The Harry Ransom Center of the University of Texas at Austin has announced an online database for its medieval and early modern manuscripts collection. The collection contains 215 items going from the 11th to the 17th century. Unfortunately not all the items are digitized yet, but 27 items have been completed for a total of 7,288 digitized pages. The collection can be accessed at http://research.hrc.utexas.edu/pubmnem/.

All items in the collections, not just the digitzed ones, are available in the database. There are lots of search options including country, century, language, format, and subject. Subjects include alchemy, heraldry, cartography, music, and law. You can also get an overview of the collection via the finding aid. Search results include a thorough physical description of both the cataloged item and its contents, as well as any usage restrictions.

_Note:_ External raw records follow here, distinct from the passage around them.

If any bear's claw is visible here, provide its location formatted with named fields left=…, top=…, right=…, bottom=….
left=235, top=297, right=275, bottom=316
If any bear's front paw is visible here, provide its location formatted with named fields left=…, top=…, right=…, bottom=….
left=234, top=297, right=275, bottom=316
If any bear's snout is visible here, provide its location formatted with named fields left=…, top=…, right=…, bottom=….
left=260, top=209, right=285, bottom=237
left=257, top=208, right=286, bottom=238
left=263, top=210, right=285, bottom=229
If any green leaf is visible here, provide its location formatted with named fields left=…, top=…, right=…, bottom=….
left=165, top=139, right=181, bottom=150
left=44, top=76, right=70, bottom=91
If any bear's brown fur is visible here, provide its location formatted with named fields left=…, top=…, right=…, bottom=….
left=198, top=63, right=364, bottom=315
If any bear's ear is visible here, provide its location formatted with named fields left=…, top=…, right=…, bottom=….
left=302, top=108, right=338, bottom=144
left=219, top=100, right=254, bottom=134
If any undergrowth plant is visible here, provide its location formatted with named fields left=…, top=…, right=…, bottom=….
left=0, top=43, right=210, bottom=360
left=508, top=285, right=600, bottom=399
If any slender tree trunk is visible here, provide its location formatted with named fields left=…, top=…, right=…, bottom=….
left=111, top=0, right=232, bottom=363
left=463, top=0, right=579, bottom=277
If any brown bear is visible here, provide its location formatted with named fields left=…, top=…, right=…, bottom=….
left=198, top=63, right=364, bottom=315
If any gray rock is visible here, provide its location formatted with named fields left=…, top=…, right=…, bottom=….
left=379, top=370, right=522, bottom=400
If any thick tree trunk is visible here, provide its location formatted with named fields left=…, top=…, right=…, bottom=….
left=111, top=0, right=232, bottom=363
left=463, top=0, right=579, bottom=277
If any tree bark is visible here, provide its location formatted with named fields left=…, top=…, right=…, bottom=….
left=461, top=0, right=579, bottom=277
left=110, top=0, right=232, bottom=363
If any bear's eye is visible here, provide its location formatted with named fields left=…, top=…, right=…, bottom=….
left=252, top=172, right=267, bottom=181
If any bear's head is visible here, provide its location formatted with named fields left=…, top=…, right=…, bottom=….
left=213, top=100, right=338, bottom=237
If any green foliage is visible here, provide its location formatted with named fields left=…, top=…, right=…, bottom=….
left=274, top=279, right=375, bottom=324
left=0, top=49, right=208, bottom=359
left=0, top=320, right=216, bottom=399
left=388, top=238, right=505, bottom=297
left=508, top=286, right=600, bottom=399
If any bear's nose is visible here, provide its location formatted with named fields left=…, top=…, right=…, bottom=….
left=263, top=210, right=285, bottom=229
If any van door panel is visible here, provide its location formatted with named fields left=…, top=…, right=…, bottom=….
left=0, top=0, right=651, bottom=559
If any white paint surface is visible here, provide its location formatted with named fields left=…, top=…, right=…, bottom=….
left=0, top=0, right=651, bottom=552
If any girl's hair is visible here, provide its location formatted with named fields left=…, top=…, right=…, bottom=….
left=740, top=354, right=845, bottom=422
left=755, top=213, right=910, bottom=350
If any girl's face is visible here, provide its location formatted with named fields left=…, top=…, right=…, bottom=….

It took me a while to find a digitized item, but I finally came across a partial New Testament in Greek from Byzantium, circa between 1250 and 1300. I am used to online viewers for digitized collections like this so I was shocked to see the entire item in a downloadable PDF that came out to a slow-loading 115 MB, but once it was downloaded I could quickly go through the 260+ pages with ease, so maybe this was the best way to do it. I experimented with increasing the zoom on my PDF reader and the manuscript looked great — not blurry at all — even zoomed at 400%. And it was kind of neat to see that someone had doodled in the margins. Some pages in some manuscripts I looked at had an HRC watermark, which was prominent, but small enough so that it wasn’t annoying.

I can’t wait until all the items in the collections have been digitized. It looks like the items are getting digitized in ID order — I started with the URL http://research.hrc.utexas.edu/pubmnem/details.cfm?id=1 and substituted some random numbers between 1 and 20, and everything I looked that way had a downloadable PDF available. Do yourself a favor and look at the Books of Hours, and at the Dominican Processional from the 15th century. The illustrations are unbelievable.